Et les propos de l’ancien député pèsent fort dans le débat puisque c’est lui qui a tracé le sillon de la législation autour de la fin de vie en France. En 2005, alors député, Jean Leonetti fait voter, à l’unanimité son texte relatif aux droits des malades et à la fin de vie. Il pose pour la première fois l’interdiction de l’obstination déraisonnable dans le soin d’un malade et offre la possibilité de bénéficier d’un accompagnement de soins palliatifs. Dix ans plus tard, en 2016, la loi « Claeys-Leonetti » crée de nouveaux droits en faveur des malades et des personnes en fin de vie en autorisant, sur demande du patient, la sédation profonde et continue jusqu’au décès en cas de souffrance insupportable et lorsque le décès est inévitable et imminent. « Les textes de Jean Leonetti ont posé un cadre sur les droits des malades et sur la fin de vie », a salué le président de la commission des affaires sociales, le sénateur Les Républicains Philippe Mouiller.

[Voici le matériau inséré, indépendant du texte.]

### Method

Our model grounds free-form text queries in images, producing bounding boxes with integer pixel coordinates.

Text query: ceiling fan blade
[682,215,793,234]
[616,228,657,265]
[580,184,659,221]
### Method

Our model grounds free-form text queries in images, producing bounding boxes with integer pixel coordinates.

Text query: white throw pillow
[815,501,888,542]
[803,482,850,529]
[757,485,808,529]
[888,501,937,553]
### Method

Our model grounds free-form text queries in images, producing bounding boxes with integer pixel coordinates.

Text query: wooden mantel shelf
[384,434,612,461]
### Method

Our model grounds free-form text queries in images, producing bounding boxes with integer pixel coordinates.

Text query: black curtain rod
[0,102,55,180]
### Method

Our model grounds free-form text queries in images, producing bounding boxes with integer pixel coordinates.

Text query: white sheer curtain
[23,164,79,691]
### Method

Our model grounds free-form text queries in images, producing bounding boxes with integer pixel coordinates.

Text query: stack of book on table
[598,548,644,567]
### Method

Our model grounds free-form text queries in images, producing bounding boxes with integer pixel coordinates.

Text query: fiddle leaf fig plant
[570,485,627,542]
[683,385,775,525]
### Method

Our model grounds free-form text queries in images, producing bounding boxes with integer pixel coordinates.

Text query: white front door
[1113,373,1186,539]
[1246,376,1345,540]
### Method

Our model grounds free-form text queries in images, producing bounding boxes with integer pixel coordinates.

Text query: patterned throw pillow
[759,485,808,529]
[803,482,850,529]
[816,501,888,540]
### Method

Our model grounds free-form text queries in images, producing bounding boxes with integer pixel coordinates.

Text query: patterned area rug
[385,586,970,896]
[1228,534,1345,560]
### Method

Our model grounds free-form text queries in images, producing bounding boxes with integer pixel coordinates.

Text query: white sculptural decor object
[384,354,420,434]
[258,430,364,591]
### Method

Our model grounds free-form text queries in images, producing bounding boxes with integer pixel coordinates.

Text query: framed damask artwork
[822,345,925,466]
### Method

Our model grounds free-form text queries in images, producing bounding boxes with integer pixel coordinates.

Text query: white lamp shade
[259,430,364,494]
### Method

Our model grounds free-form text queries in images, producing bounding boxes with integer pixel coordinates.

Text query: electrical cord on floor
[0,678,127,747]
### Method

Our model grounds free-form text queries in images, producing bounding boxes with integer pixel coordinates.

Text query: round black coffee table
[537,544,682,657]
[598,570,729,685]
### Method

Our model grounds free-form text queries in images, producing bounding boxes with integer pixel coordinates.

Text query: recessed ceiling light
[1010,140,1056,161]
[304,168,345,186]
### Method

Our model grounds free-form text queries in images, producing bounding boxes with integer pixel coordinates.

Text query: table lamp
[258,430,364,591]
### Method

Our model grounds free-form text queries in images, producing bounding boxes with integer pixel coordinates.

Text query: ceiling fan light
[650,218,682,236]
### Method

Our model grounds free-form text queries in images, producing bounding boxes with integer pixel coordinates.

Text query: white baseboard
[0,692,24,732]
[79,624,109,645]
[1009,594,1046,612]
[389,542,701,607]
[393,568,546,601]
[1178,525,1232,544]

« La porte ouverte au suicide assisté »

Mais le prolongement du cadre législatif – que certains qualifieraient d’aboutissement – ne convainc pas Jean Leonetti. « Sommes-nous ici dans la conformité de la République », s’interroge-t-il. « On se suicide par liberté ou par désespoir ? Je pense que le suicide est un droit de liberté, on a le droit de se condamner. Mais le suicide est un marqueur négatif d’une société qui peut être la cause d’un manque d’accompagnement des souffrances ». L’ancien député redoute les failles après l’adoption du texte. « Je ne connais pas de garde-fous qui n’aient pas sauté dans les pays où ce type de loi s’applique », a-t-il avancé. Actuellement, plusieurs pays occidentaux comme la Belgique, l’Espagne, l’Autriche, la Suisse ou encore le Canada autorisent l’euthanasie et/ou le suicide assisté. « Dans le cas du Canada, on a enlevé l’obligation de pronostic vital engagé à moyen terme dans la loi ce qui a laissé la porte ouverte au suicide assisté », s’inquiète Jean Leonetti. « On est ainsi passé de 2,5 % de décès par suicide assisté à 7,8 % dans le pays ». En 2023, 15 300 personnes ont eu recours à l’aide médicale à mourir au Canada soit près de 5 % des décès.

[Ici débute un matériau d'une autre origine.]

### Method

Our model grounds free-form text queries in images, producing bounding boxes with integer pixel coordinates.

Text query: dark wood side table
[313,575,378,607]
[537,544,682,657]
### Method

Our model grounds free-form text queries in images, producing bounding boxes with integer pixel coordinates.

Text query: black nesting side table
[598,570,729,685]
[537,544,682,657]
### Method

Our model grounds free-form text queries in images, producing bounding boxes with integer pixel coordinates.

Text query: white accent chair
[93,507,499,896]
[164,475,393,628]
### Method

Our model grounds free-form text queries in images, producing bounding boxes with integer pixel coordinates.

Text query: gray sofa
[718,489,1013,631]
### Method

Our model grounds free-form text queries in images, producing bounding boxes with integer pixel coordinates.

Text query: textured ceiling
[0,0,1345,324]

« Le pronostic vital engagé à moyen terme, je ne sais pas ce que c’est »

Ce qui inquiète particulièrement l’ancien député, c’est l’instauration du délit d’entrave dans le texte. « Les médecins savent très bien définir ce qu’est un pronostic vital engagé à court terme et, dans ce cas-là, la sédation profonde peut se justifier », juge Jean Leonetti. « En revanche, le pronostic vital engagé à moyen terme, je ne sais pas ce que c’est et cela peut conduire à de nombreuses interprétations comme quelqu’un qui dit que sa vie ne vaut pas la peine d’être vécue. Avec le délit d’entrave instauré, il ne sera pas possible de s’y opposer ». Selon lui, ouvrir la « porte du temps » conduirait à des « injonctions hypocrites » comme dire au plus « âgé ou au plus handicapé » de quitter la vie plus tôt.

Faire du soin palliatif une véritable discipline

Malgré son opposition au nouveau texte, le cardiologue de profession souhaite tout de même développer les soins palliatifs. « Mon objectif est d’en faire, grâce aux évolutions de la science, une véritable discipline », annonce-t-il. « Je souhaite qu’il y ait toujours ce dialogue et ce doute. Nous devons nous fixer comme objectif que personne, dans les dernières semaines de sa vie, n’ait à souffrir. Le palliatif doit permettre cela ».

Après son adoption à l’Assemblée, le texte devrait être inscrit à l’ordre du jour du Sénat à l’automne prochain.